No, seriously. I’ve had this conversation several times over the past few months with my mother, my grandmother, friends etc. Sometimes you look in the mirror and think “Who is that person staring back at me?”
This weekend the hubby and I went to a Florence and the Machine concert. It was phenomenal, of course. But as I was there, rockin’ it out and making fun of the guy in the row in front of us who was TOTALLY into it, I started thinking. (Scary, I know.)
Sometimes I feel old. I mean clearly at the age of 34, I am -ahem- NOT old, but it’s something we all go through, no matter our age.
But then something happens that takes us back to another time and we forget all the crazyness of being an adult and we just exist, as who we truly are at our core.
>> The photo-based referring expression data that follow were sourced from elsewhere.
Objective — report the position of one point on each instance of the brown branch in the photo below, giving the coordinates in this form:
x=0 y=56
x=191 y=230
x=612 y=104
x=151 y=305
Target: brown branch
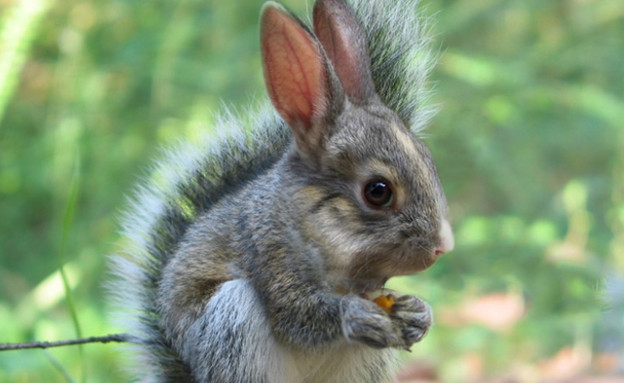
x=94 y=339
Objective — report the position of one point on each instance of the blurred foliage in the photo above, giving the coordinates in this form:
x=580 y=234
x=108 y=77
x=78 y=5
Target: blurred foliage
x=529 y=142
As we walked into the concert, we passed a group of young twenty somethings. A strangely familiar scent passed our nostrils. We both looked at each other and said “Pot” at the same time. Now back in the day, I would have not thought a thing of it and just kept on walking. I probably wouldn’t have even commented on it. But the hubby and I had to discuss the idiocy of these “kids” who were smoking literally 30 feet from a police officer. Talk about ballsy. They couldn’t have done that in their car? Didn’t they think about the consequences?
Yup, we’re old
At the concert, I was totally jammin’ – head bopping, arms in the air, jumping and feeling awesome. I didn’t feel 34. I felt 20 – young with no responsibilities, just the thoughts of maybe I’ll skip class tomorrow running through my head.
Then at 5:50 a.m., when my youngest woke up screaming to get up, reality set in. Oh yeah, I’m not 20. I’m 34 and have a family and responsibilities. I can’t sleep in. I can’t stay up super late or drink too much without TOTALLY regretting it the next day.
But ya know what? It doesn’t matter. Age doesn’t matter.
Sometimes I feel eight, like when I’m swinging on a swing set with my kids, wind in my hair, trying to go higher and higher. And sometimes I feel fifty like when I throw my back out closing a window.
We can be responsible adults who sometimes hike up our pants too far to get a laugh out of your husband or who give wedgies and wet willies. We can chase our kids and significant others until we can’t breathe or give tickle fights until someone cries uncle.
Age is just a number. Life is so much more.
I needed this reminder. I’m hoping some of you did too.